Instructors: Oleg Ködding-Zurmühlen; Prof. Dr. Julia Verne
Event type:
Project seminar
Displayed in timetable as:
M1-MA PS
Hours per week:
2
Language of instruction:
Englisch
Min. | Max. participants:
- | 15
Priority scheme: Senatsrichtlinie
Contents:
Counter-cartographies of Extinction
In Western popular culture, science and media maps are common-sensical means for depicting geographies and making geographical arguments. Yet, they are rarely questioned for the stories they tell. In the past, maps had been used by imperial powers to tell the story of “terra nullius” legitimizing colonial conquest and resource extraction. Today, powerful actors both on the large and the small scale deploy maps for claiming new enclosures and exploiting more-than-human life-worlds. As acts of resistance to such life-destructive territorializing grips, counter-cartographies use the storytelling qualities of maps to make marginalized perspectives visible, establish counter-hegemonies or create utopias and mythscapes. Thus, as the meaning of maps as tools of storytelling are contested, “it matters what stories tell stories; it matters whose stories tell stories” (Haraway 2019). In our current times of “post-truth politics” and its “crisis of imagination”, this course seeks on the one hand to train imagination and storytelling as serious assets for critical geographical research and on the other hand to sensitize for how spatial arguments and abstraction are used to advance particular (political) interests.

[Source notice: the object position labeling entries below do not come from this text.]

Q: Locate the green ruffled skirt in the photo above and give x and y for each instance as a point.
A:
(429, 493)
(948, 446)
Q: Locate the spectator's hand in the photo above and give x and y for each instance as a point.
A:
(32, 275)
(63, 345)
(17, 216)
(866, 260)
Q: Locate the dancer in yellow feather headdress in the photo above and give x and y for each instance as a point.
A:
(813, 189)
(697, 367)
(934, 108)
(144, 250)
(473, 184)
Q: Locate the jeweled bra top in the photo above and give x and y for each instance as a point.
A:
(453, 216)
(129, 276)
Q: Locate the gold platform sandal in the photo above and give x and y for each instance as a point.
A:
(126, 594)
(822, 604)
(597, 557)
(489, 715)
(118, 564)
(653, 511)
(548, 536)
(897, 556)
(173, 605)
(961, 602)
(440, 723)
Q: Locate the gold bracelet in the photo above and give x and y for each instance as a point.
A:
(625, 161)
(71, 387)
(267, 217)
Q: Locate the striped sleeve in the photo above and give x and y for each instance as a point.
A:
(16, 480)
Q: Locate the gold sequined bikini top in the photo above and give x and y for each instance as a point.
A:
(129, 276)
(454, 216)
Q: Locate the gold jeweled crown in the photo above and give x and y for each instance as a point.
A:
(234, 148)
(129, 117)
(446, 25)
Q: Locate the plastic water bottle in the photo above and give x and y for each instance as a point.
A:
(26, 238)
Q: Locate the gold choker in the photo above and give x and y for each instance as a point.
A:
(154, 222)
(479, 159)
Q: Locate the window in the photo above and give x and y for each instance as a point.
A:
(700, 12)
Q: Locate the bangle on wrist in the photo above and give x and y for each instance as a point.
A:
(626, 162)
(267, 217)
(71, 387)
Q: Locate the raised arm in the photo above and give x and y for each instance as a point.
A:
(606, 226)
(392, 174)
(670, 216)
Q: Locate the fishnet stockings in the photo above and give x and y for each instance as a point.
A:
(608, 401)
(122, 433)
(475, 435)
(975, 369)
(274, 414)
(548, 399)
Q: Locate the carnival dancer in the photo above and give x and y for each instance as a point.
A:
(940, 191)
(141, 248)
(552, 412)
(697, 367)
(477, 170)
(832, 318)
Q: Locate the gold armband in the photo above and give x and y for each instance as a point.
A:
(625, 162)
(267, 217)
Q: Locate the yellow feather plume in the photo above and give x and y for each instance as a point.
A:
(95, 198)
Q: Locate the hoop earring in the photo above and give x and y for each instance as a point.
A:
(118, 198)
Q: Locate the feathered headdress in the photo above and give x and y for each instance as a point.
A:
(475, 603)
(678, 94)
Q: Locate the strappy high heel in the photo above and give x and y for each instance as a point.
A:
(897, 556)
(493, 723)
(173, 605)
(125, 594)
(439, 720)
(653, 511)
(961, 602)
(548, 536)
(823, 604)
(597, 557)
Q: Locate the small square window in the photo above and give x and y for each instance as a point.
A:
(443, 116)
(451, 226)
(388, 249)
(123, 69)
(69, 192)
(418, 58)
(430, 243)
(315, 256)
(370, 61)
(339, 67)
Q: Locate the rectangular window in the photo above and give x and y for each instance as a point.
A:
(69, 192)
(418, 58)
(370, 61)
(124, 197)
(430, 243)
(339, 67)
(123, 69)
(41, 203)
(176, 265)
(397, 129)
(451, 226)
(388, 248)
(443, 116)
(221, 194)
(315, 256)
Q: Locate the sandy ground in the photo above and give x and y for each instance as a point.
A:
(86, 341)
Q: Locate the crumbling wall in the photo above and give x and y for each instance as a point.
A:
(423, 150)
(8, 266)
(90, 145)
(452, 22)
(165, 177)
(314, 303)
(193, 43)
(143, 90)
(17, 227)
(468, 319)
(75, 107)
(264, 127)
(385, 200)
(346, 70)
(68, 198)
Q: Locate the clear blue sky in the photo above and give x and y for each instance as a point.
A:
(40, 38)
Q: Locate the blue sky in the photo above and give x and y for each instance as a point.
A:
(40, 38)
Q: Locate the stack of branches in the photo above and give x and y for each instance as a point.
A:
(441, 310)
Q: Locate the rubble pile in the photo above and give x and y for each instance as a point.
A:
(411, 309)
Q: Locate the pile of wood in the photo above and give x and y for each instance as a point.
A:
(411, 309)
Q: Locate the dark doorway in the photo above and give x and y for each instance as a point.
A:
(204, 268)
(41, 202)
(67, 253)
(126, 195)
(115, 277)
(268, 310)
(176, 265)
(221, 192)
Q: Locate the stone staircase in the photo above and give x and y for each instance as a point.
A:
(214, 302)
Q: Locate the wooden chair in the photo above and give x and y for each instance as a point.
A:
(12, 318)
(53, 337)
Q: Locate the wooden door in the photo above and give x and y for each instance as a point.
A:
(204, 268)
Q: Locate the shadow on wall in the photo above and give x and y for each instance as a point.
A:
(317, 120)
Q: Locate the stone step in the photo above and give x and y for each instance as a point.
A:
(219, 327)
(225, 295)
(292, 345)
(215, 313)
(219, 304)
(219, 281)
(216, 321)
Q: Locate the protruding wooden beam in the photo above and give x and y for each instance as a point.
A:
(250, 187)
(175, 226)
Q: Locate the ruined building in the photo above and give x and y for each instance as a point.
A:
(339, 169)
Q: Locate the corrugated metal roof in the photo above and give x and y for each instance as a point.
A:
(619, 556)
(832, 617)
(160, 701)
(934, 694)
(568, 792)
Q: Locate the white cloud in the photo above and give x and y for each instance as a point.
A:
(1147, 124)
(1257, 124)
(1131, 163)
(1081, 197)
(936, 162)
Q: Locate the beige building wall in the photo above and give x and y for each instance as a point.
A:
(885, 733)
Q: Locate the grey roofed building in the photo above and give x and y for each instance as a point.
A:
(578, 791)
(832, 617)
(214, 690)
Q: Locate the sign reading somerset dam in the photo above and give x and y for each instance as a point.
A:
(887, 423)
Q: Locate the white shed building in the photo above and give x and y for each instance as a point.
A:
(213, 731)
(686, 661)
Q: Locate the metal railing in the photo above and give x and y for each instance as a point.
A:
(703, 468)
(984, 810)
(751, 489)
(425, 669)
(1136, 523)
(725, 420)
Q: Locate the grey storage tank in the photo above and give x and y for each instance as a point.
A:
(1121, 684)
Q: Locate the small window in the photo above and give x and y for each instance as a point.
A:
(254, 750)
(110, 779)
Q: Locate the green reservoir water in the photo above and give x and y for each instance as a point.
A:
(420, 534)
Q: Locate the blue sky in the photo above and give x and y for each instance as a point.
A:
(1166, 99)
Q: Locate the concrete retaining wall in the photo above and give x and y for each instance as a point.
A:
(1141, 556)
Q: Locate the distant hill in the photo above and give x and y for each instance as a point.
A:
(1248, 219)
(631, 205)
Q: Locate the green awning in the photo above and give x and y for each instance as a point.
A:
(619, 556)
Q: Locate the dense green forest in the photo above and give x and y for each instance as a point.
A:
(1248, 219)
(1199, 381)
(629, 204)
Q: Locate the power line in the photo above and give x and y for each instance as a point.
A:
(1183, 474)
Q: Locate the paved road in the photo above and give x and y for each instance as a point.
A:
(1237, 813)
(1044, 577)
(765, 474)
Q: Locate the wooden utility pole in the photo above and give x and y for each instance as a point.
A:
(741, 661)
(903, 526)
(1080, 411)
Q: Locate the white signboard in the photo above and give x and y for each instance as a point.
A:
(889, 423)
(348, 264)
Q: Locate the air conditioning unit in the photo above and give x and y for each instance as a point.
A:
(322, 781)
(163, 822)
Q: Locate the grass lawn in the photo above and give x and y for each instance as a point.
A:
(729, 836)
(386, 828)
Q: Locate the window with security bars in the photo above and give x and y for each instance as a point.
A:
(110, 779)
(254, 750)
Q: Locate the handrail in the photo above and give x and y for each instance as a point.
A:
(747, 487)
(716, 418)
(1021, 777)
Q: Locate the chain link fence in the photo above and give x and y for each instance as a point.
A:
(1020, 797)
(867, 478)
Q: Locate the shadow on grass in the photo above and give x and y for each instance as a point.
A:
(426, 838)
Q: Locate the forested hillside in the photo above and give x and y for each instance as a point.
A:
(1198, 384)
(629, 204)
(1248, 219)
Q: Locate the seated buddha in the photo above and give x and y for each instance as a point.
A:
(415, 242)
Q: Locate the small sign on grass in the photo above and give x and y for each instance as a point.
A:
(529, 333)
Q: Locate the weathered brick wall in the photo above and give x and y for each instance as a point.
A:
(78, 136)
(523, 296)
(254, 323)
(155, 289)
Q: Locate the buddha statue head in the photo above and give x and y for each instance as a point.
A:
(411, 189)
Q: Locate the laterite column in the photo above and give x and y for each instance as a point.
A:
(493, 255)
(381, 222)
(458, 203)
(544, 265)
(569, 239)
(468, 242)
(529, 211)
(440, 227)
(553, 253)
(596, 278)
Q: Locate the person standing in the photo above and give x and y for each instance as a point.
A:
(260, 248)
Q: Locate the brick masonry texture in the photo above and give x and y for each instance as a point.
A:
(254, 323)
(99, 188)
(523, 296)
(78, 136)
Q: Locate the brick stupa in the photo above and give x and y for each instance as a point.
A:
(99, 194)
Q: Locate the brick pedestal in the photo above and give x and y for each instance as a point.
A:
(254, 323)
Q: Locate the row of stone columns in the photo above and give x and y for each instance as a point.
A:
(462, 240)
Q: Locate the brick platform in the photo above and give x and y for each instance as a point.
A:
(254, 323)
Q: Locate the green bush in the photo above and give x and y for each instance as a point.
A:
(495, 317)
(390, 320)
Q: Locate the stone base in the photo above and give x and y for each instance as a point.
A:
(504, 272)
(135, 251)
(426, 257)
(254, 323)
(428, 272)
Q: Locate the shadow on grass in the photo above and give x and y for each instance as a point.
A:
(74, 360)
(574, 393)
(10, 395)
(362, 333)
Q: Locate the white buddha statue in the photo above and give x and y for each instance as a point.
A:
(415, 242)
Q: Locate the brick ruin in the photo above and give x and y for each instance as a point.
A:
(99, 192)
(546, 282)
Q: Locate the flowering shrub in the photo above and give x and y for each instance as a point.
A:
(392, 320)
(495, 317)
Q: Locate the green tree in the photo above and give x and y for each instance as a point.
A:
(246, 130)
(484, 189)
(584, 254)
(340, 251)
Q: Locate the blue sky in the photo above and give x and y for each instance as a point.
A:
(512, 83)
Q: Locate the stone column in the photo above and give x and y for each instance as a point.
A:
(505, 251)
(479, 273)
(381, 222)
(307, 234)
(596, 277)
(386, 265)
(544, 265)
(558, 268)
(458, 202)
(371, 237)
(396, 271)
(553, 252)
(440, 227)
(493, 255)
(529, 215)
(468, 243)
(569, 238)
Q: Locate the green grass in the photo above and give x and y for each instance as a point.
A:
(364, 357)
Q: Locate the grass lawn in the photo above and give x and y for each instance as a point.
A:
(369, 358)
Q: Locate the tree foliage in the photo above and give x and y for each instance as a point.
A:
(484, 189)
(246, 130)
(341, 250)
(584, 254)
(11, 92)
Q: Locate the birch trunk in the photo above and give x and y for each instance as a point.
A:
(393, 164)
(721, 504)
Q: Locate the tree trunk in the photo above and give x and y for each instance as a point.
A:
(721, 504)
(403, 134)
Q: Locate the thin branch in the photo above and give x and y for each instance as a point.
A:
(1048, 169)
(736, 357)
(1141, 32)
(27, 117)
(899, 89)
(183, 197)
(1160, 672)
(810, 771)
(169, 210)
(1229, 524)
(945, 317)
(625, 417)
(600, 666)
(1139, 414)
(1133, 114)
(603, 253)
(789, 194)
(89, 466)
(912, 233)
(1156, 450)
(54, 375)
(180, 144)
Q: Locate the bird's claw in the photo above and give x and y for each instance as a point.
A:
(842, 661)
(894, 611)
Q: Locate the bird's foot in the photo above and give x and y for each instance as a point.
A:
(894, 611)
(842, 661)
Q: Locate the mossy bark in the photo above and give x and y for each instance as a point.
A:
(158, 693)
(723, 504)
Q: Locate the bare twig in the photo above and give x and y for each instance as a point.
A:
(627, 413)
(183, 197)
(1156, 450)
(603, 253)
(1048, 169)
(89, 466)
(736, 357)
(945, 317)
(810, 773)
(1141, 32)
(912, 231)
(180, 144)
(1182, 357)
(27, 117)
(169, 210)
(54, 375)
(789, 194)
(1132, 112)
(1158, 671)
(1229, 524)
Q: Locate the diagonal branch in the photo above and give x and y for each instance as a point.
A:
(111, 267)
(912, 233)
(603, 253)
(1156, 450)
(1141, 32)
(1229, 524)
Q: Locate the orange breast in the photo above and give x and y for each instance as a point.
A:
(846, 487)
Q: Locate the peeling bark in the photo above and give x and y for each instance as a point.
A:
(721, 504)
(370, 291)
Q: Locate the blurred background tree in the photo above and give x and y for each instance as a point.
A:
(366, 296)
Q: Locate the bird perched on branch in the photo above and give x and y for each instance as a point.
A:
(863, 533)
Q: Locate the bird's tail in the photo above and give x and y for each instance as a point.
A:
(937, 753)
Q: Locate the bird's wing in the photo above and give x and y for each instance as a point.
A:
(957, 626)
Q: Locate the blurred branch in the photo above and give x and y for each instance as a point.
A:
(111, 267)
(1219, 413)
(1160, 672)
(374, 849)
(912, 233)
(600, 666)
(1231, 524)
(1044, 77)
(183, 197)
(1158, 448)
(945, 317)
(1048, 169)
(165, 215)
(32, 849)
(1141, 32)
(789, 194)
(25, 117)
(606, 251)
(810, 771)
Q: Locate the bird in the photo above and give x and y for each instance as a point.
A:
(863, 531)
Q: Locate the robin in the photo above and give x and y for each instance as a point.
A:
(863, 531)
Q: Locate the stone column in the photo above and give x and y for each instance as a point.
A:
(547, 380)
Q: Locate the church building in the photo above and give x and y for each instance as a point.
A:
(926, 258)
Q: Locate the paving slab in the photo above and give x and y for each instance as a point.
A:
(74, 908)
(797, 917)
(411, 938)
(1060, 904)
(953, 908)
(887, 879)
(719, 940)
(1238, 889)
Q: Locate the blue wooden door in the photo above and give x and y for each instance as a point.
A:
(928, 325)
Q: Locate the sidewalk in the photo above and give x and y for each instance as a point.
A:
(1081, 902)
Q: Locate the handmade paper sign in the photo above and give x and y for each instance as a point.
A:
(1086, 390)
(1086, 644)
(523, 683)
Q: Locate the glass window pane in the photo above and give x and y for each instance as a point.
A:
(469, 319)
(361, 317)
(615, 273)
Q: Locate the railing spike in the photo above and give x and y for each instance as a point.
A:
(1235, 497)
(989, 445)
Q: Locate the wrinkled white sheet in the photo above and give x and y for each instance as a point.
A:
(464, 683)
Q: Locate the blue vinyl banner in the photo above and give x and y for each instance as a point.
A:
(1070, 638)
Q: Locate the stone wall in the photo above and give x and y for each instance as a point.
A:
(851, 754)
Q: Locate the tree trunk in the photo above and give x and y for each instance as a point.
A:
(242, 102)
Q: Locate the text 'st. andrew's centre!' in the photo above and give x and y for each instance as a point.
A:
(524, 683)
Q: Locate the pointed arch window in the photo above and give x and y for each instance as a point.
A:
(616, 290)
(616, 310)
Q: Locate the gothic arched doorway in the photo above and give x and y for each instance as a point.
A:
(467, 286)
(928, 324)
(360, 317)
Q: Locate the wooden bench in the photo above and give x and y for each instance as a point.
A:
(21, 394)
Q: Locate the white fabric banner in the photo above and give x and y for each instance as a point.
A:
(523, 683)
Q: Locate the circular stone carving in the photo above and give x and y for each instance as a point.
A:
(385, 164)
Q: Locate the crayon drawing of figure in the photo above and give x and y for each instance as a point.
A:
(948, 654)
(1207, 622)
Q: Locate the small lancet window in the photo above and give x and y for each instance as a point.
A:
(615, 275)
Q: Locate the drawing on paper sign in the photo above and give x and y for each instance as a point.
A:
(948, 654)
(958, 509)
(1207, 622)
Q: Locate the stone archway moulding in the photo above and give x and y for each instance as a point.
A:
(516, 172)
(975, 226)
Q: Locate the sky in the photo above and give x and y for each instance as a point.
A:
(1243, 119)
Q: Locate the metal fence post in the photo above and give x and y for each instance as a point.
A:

Following introductions into critical cartography as well as performance theory and practice, the students are asked to critically engage with mapping as storytelling and take the map beyond its traditional format. In the light of an alarming rate of species extinction and the impending inundation of islands and cities due to sea-level rise, this course experiments with the creative geographical method of performative storymapping to engage with inheritance, loss and grief in a highly contested political and emotional arena: The students are encouraged to tell a story of their choice on the topic of extinction by creating storymaps with the help of the stage, the projection surface and the audience. In group presentations the students are expected to perform their stories and completely step into (theatrical) roles and the mapped worlds they have created.